The rest remains to be seen, of course. I found this speech given by Commissioner Copps on April 9, at the National Conference for Media Reform in Boston, MA interesting. He gets this part exactly right:
We see investigative journalism on the endangered species list, hundreds of newsrooms shuttered, reporters fired by the thousands, walking the street looking for a job instead of a story. And it didn’t start with the Internet because the process of media being high-jacked by the profit-at-all cost gang has been going on for decades. For the consolidated owners of radio and TV, the license to broadcast became a license to despoil. Visions of sugarplums danced in their heads–spectrum that belonged, they decided, to them rather than to the people.
And this:
Left to their own devices, these absentee landlords would put local and independent programming on a starvation
diet and feed us instead monotonous homogenized music and mindless infotainment masquerading as “news.”
And that has already happened in many places. The issue with traditional media in general is that the public can smell a rat. Watered down, syndicated “news” whether on the TV, radio, newspaper or news-magazine is not fooling anybody. When he was the president, Bill Clinton chided the American public for being cynical. I’d suggest that it wasn’t cynicism but fatigue due to lies. The degree to which licensees have ceded control of their stations to bankster masters is not known. I would hazard that it is far more common than not.
To some extent, “new media” has filled the vacuum. People in search of information and things they have, in the past, found on radio and TV now look to the internet.

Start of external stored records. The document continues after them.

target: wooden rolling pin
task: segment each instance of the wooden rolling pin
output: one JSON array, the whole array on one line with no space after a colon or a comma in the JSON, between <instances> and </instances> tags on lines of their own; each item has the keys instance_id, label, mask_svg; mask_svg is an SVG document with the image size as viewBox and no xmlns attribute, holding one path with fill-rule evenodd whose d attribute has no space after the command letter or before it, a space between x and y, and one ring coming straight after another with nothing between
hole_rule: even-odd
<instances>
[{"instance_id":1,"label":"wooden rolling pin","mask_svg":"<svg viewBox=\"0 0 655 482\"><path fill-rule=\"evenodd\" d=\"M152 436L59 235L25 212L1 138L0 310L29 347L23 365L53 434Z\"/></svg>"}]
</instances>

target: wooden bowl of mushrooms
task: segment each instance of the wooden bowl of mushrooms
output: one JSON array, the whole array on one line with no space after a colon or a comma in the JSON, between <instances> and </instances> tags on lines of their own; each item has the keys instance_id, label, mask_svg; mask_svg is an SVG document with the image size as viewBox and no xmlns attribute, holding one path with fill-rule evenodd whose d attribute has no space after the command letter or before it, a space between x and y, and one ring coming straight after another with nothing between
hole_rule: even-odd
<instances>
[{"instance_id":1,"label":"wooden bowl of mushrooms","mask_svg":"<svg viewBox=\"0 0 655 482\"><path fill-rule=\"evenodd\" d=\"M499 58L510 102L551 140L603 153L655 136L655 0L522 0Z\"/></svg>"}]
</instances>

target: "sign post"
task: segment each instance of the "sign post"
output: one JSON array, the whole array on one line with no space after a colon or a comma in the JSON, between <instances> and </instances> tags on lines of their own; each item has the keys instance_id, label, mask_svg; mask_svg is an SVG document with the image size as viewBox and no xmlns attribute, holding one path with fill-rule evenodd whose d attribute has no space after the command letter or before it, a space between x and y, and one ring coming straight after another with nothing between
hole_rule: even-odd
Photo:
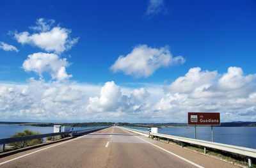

Youtube has become the launching platform for new music. News from all over the world is available with the click of a mouse. The problem with the internet is miss-information, either by ignorance or design. The other issue is it can be hard to come upon local news. I can read all about the tsunami in Japan, but try and find out what happened at the local school board meeting, good luck with that.
The question is; how to unscrew this mess, return competitive and credible media to this country. Further, this should be done without increasing administrative burden to licensees or increased enforcement and other expenses to the FCC. It should be a simple idea, like requiring a certain number of programming hours be live, from the main studio, putting the main studio back within the city grade contour, beginning to walk back the ownership limits, etc. The FCC is going to have to have the wherewithal to carry through. In this day and age of political expediency, wherewithal seems to be in short supply.
So, we’ve at least acknowledged the problem, now back to the fiddling.